We encourage systematic reviewers to predefine methods to select effect estimates to include in meta-analyses despite the negligible impact of selective inclusion that we found. Prespecification of eligibility criteria and decision rules to select effect estimates provides transparency in the review process and should make the process of data extraction and analysis easier, because not all available effect estimates may need to be extracted.3 16 Current guidance documents recommend prespecification of eligibility criteria and decision rules for measurement scales and time points.16–19 However, we believe decision rules for other sources of multiplicity (eg, unadjusted and covariate-adjusted analyses, analyses undertaken on multiple samples such as intention-to-treat and per-protocol) also deserve consideration.20 When deciding which methods to prespecify, authors should consider issues such as the measurement properties of scales and clinical relevance of interventions and time points. If available, established guidance (eg, core outcome measurement sets or systematic reviews of the psychometric properties of scales) can inform the choice of methods to select effect estimates. Any rationale underlying the selection methods should be described in the protocol.

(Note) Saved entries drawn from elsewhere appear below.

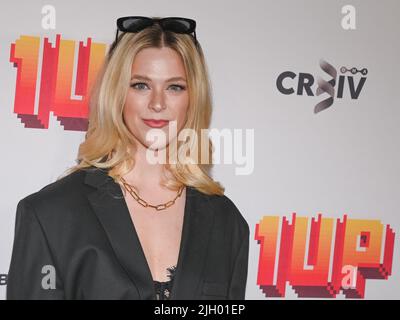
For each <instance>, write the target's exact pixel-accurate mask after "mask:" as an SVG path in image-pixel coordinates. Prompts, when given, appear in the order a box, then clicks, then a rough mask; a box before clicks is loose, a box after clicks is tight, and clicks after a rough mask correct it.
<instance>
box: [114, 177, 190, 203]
mask: <svg viewBox="0 0 400 320" xmlns="http://www.w3.org/2000/svg"><path fill="white" fill-rule="evenodd" d="M121 181H122V184H123V185H124V188H125V190H127V191H128V192H129V193H130V194H131V196H132V198H133V199H135V200H136V201H137V202H138V203H139V204H140V205H142V206H143V207H145V208H147V207H150V208H154V209H156V210H157V211H160V210H165V209H167V208H169V207H170V206H172V205H173V204H174V203H175V201H176V199H178V198H179V197H180V196H181V194H182V191H183V188H184V186H182V187H180V188H179V191H178V194H177V195H176V197H175V198H174V199H173V200H170V201H168V202H166V203H162V204H158V205H152V204H150V203H148V202H147V201H146V200H144V199H142V198H141V197H140V196H139V195H138V194H137V193H136V192H135V190H133V186H131V185H130V184H129V183H128V182H126V181H125V179H124V178H122V177H121Z"/></svg>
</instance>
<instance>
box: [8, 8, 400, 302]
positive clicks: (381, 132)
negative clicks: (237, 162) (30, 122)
mask: <svg viewBox="0 0 400 320" xmlns="http://www.w3.org/2000/svg"><path fill="white" fill-rule="evenodd" d="M348 4H350V5H352V6H353V7H354V9H355V29H350V30H346V29H344V28H343V26H342V19H343V17H344V16H346V14H344V13H342V12H341V10H342V7H343V6H345V5H348ZM44 5H53V6H54V8H55V10H56V28H55V29H54V30H45V29H43V28H42V25H41V22H42V17H43V14H42V13H41V10H42V7H43V6H44ZM125 15H145V16H183V17H191V18H193V19H195V20H196V21H197V32H196V34H197V37H198V40H199V41H200V43H201V44H202V47H203V49H204V52H205V55H206V59H207V63H208V68H209V71H210V76H211V82H212V88H213V98H214V112H213V121H212V125H211V126H212V127H213V128H219V129H222V128H229V129H254V135H255V153H254V171H253V172H252V174H250V175H244V176H238V175H235V168H236V167H237V165H235V164H231V165H226V164H220V165H216V166H215V168H214V170H213V174H214V178H215V179H216V180H218V181H220V182H222V184H223V185H224V186H225V187H226V194H227V195H228V196H229V197H230V198H231V199H232V200H233V201H234V202H235V204H236V205H237V207H238V208H239V209H240V211H241V212H242V214H243V216H244V217H245V218H246V220H247V221H248V223H249V225H250V230H251V234H250V237H251V239H250V240H251V241H250V257H249V276H248V283H247V295H246V299H271V298H270V297H267V296H265V295H264V294H263V292H262V290H261V289H260V286H259V282H258V279H257V276H258V274H259V273H260V244H259V243H258V242H257V241H256V240H255V232H256V225H257V224H258V223H260V221H261V219H262V218H263V217H264V216H278V217H284V216H285V217H288V218H290V217H291V215H292V213H293V212H296V213H297V215H298V216H302V217H317V215H318V213H322V215H323V217H324V218H340V219H342V218H343V216H344V215H347V218H348V219H360V220H379V221H380V222H381V223H382V224H383V225H384V226H386V225H389V226H390V228H391V229H392V230H393V232H394V233H395V240H394V252H393V253H392V256H393V263H392V264H390V265H391V266H392V273H391V275H389V277H388V279H371V280H367V282H366V288H365V299H394V298H397V299H398V298H400V286H399V285H400V275H399V272H398V269H399V266H400V261H399V256H400V255H399V253H400V252H399V247H400V241H399V239H398V233H399V227H400V217H399V214H398V208H399V204H400V183H399V181H400V179H399V178H400V153H399V136H400V135H399V134H400V127H399V120H400V111H399V107H400V106H399V102H398V98H397V92H398V90H399V89H398V88H399V84H400V81H399V74H400V64H399V60H398V59H399V57H400V44H399V42H400V40H399V32H400V25H399V21H400V20H399V19H400V2H399V1H396V0H392V1H389V0H386V1H373V0H363V1H356V0H352V1H341V0H336V1H322V0H308V1H306V0H302V1H294V0H293V1H289V0H285V1H261V0H258V1H254V0H253V1H247V2H245V1H227V0H224V1H210V0H202V1H193V0H190V1H188V0H182V1H178V0H170V1H168V2H165V1H161V0H156V1H145V2H144V1H134V0H129V1H128V0H115V1H105V0H100V1H99V0H97V1H92V0H90V1H77V0H71V1H68V2H67V1H60V0H57V1H56V0H53V1H40V0H34V1H21V0H14V1H2V3H1V4H0V26H1V30H2V31H1V32H0V130H1V131H0V132H1V135H0V139H1V140H0V141H1V154H2V156H1V158H0V165H1V167H2V170H1V173H0V174H1V180H2V181H3V182H4V183H3V186H2V187H1V198H0V199H1V201H0V215H1V223H0V274H1V275H2V276H1V278H0V279H1V282H0V283H1V284H0V298H3V299H4V297H5V291H6V285H5V282H6V281H5V279H6V274H7V272H8V268H9V262H10V257H11V249H12V241H13V233H14V222H15V210H16V205H17V203H18V201H19V200H20V199H22V198H23V197H25V196H26V195H28V194H30V193H33V192H35V191H38V190H39V189H40V188H42V187H43V186H44V185H46V184H48V183H50V182H53V181H54V180H55V179H56V178H57V177H58V176H59V175H60V174H61V173H62V172H63V171H64V170H65V169H66V168H67V167H69V166H71V165H73V164H74V160H75V158H76V155H77V150H78V146H79V144H80V143H81V142H82V141H83V139H84V132H82V131H74V130H64V128H63V126H61V125H60V122H59V121H57V120H56V118H55V117H54V115H53V114H52V113H50V117H49V126H48V128H44V129H38V128H29V127H25V126H24V124H23V123H22V122H21V120H20V119H19V118H18V116H17V113H16V112H15V110H14V103H15V98H16V80H17V78H16V77H17V68H16V67H14V66H13V63H11V62H10V52H11V44H12V43H15V42H16V41H17V40H18V39H20V37H21V36H30V37H37V38H38V39H39V40H40V43H42V44H41V47H40V50H43V48H42V47H43V41H44V39H45V38H48V39H49V41H50V42H51V43H52V45H53V46H55V41H56V35H57V34H60V35H61V39H63V40H72V41H75V42H76V45H77V44H78V42H79V41H83V42H84V43H85V44H86V42H87V39H88V38H91V39H92V42H96V43H102V44H107V45H108V44H110V43H111V42H112V40H113V39H114V37H115V20H116V18H118V17H120V16H125ZM353 22H354V21H353ZM27 50H28V52H29V48H28V49H27ZM41 52H42V51H40V53H39V57H38V59H39V60H40V59H42V58H41ZM32 55H33V52H31V57H32ZM321 59H322V60H324V61H326V62H327V63H328V64H330V65H331V66H332V67H333V68H334V69H336V71H337V77H338V78H337V79H339V76H346V77H347V76H349V77H353V78H352V79H353V80H354V83H355V86H357V84H358V83H359V81H360V79H361V77H365V78H366V80H365V83H364V85H363V87H362V89H361V91H360V92H359V95H358V98H357V99H353V98H351V96H350V91H349V82H348V81H349V80H348V78H344V79H345V80H346V81H345V82H344V86H343V97H342V98H337V91H339V88H338V85H336V87H335V89H336V90H337V91H335V92H336V93H335V99H334V101H333V104H332V105H331V106H330V107H329V108H327V109H325V110H323V111H321V112H318V113H316V114H315V113H314V107H315V105H316V104H317V103H319V102H320V101H323V100H325V99H327V98H328V97H329V95H328V94H327V93H323V94H321V95H319V96H317V95H316V94H315V93H316V89H317V78H318V77H322V78H324V79H325V80H329V79H331V78H332V77H331V76H330V75H329V74H327V73H326V72H324V71H323V70H322V69H321V67H320V64H319V63H320V60H321ZM40 63H41V62H40ZM342 66H346V67H347V68H352V67H356V68H358V69H362V68H366V69H367V70H368V74H367V75H362V74H360V73H357V74H354V75H353V74H351V73H350V72H347V73H345V74H342V73H341V72H340V67H342ZM285 71H290V72H293V74H294V75H295V77H294V79H290V78H287V79H285V80H284V81H283V85H284V86H285V87H286V88H290V87H293V88H294V93H293V94H288V95H286V94H283V93H281V92H280V91H279V90H278V88H277V79H278V77H279V75H280V74H282V72H285ZM301 74H309V75H312V76H313V78H314V79H315V83H314V84H313V85H312V86H311V88H312V92H313V93H314V95H313V96H309V95H307V93H306V91H303V93H302V94H297V86H298V83H299V77H301ZM37 76H38V77H39V75H37ZM39 79H40V78H39ZM39 89H40V88H39V87H37V88H36V91H37V95H38V92H39V91H38V90H39ZM36 103H37V102H36ZM36 112H37V104H36V109H35V113H34V114H36ZM354 246H356V244H354ZM382 248H383V250H386V249H385V247H384V246H382ZM367 250H368V249H367ZM381 254H383V252H381ZM280 267H281V266H278V268H280ZM285 298H288V299H295V298H298V296H297V294H296V293H295V292H294V290H293V289H292V288H291V286H290V285H289V283H288V284H287V286H286V294H285ZM336 298H337V299H342V298H344V295H343V294H339V295H337V297H336Z"/></svg>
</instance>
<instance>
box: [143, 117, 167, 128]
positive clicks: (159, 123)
mask: <svg viewBox="0 0 400 320" xmlns="http://www.w3.org/2000/svg"><path fill="white" fill-rule="evenodd" d="M143 122H144V123H145V124H146V125H148V126H149V127H151V128H162V127H165V126H166V125H167V124H168V122H169V121H168V120H155V119H143Z"/></svg>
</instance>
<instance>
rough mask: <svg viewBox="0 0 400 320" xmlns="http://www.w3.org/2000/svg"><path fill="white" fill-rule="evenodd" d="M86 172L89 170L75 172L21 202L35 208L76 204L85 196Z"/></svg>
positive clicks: (34, 193)
mask: <svg viewBox="0 0 400 320" xmlns="http://www.w3.org/2000/svg"><path fill="white" fill-rule="evenodd" d="M86 172H87V170H82V169H80V170H77V171H74V172H72V173H70V174H68V175H66V176H63V177H61V178H59V179H58V180H56V181H54V182H51V183H49V184H47V185H45V186H43V187H42V188H41V189H39V190H38V191H36V192H33V193H31V194H29V195H27V196H25V197H24V198H23V199H21V200H20V202H24V203H27V204H29V205H30V206H33V207H41V206H58V205H60V204H68V203H74V202H76V200H77V199H79V198H82V195H84V194H85V190H86V188H87V186H85V177H86Z"/></svg>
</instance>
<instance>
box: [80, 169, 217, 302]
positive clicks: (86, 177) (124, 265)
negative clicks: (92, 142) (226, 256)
mask: <svg viewBox="0 0 400 320" xmlns="http://www.w3.org/2000/svg"><path fill="white" fill-rule="evenodd" d="M85 183H86V184H87V185H90V186H92V187H95V188H96V190H95V191H94V192H92V193H89V194H88V196H87V197H88V200H89V202H90V205H91V207H92V209H93V211H94V212H95V214H96V215H97V217H98V219H99V221H100V223H101V225H102V226H103V228H104V231H105V233H106V235H107V237H108V239H109V241H110V243H111V246H112V248H113V250H114V252H115V254H116V257H117V259H118V260H119V262H120V263H121V265H122V267H123V268H124V269H125V271H126V272H127V274H128V276H129V278H130V280H131V281H132V283H133V284H134V285H135V287H136V288H137V290H138V293H139V296H140V299H144V300H151V299H156V295H155V289H154V284H153V279H152V276H151V271H150V268H149V265H148V263H147V260H146V257H145V255H144V251H143V248H142V246H141V243H140V240H139V237H138V234H137V232H136V230H135V226H134V224H133V222H132V219H131V217H130V213H129V209H128V206H127V205H126V202H125V199H124V196H123V194H122V191H121V188H120V186H119V184H117V183H116V182H115V181H114V180H113V179H112V178H111V177H110V176H108V174H107V171H106V170H105V169H89V170H87V173H86V177H85ZM206 203H207V199H206V198H204V195H203V194H202V193H201V192H199V191H197V190H196V189H194V188H192V187H187V188H186V201H185V212H184V218H183V227H182V238H181V243H180V249H179V257H178V264H177V268H176V273H175V277H174V282H173V287H172V292H171V297H170V299H179V300H183V299H196V296H195V293H196V292H197V288H198V286H199V285H200V280H201V273H202V269H203V265H204V261H205V258H206V251H207V244H208V239H209V237H210V231H211V228H212V224H213V214H212V211H211V208H208V207H207V205H206Z"/></svg>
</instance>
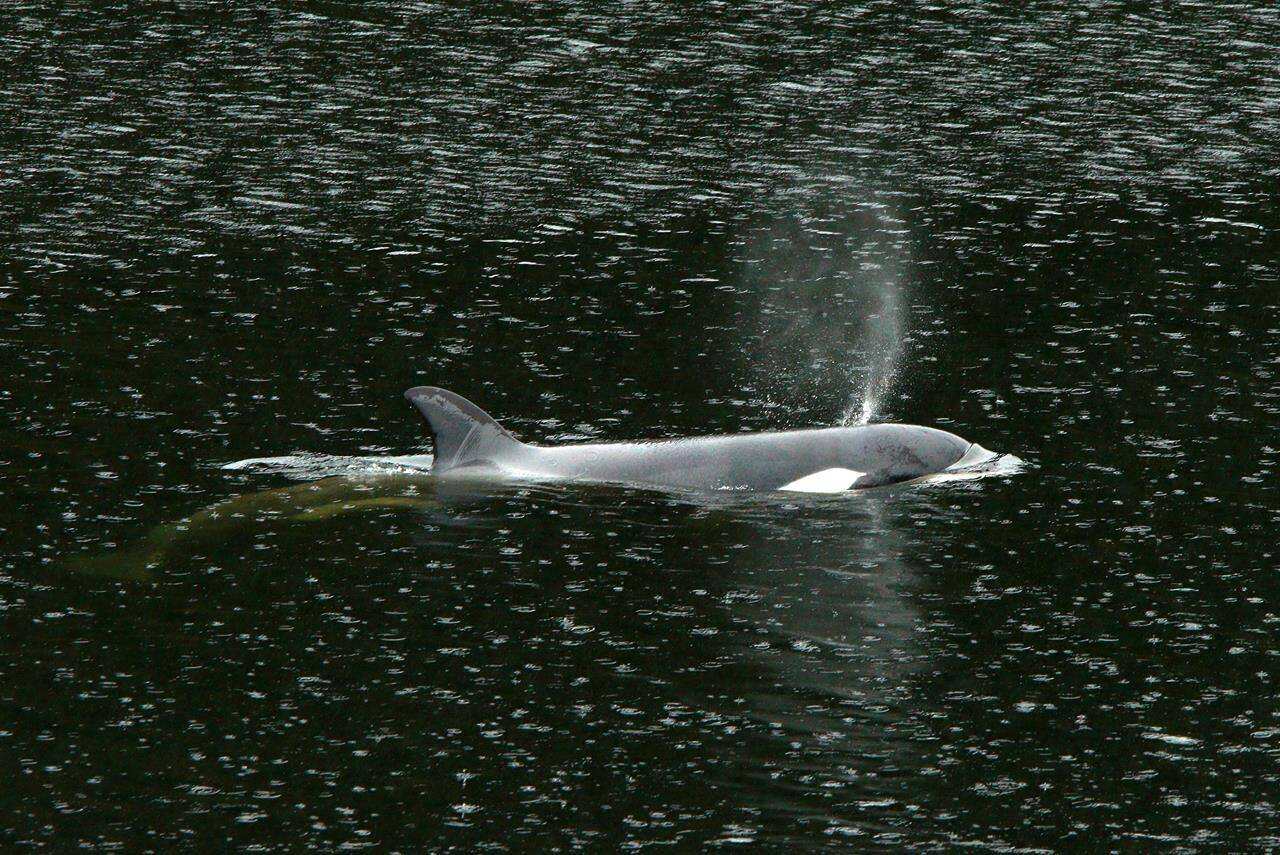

At the review stage, we recommend that systematic reviewers report the following: whether multiple trial effect estimates were available for inclusion in particular meta-analyses; if so, the methods used to select effect estimates; and any post hoc additions, omissions or modifications to methods to select effect estimates, along with justification for any discrepancies between the review protocol and review. Reporting such information may involve extra work for systematic reviewers, but will certainly help readers assess the risk of selective inclusion bias in meta-analyses. We recommend that a standardised table which facilitates reporting of information on multiplicity and selection methods be developed.

Future research

It is important to investigate whether selective inclusion of trial effect estimates occurs in meta-analyses which address other clinical specialties than those examined in our study. Most of the outcomes we examined were subjective. It would be valuable to examine in future studies mortality or other objective outcomes, which are not free from the risk of selective inclusion bias as they can be measured and analysed by triallists in multiple ways. In addition, it would be useful to investigate whether there is evidence of selective inclusion in meta-analyses of dichotomous outcomes, which have some unique types of multiplicity (eg, when events are defined using multiple diagnostic criteria, or defined by dichotomising measurement scales using different cut-points). Also, rather than just investigating selective inclusion of results fully reported in journal articles, it would be valuable to explore the frequency of selective inclusion in reviews with access to data in multiple sources (eg, conference abstracts, regulatory documents, clinical study reports). Further, given the evidence of an association between industry funding and research outcomes,21 there is benefit in exploring whether selective inclusion is more common in reviews funded by the sponsor of the product under investigation. It would be ideal if future studies adopt the methods we have used, so that the findings of each investigation can be synthesised in meta-analyses.

Conclusion

There was no clear evidence that systematic reviewers selectively included trial effect estimates in this sample of meta-analyses of interventions for RA, OA, and depressive or anxiety disorders. Any potential selective inclusion did not have an important impact on the meta-analytic effects. To enable readers to assess the risk of selective inclusion bias, we recommend that systematic reviewers report whether multiplicity of effect estimates was encountered in trial reports, the methods used to select effect estimates to include in meta-analyses, and whether these methods were predefined or developed post hoc. Further research on selective inclusion in other clinical specialties is needed.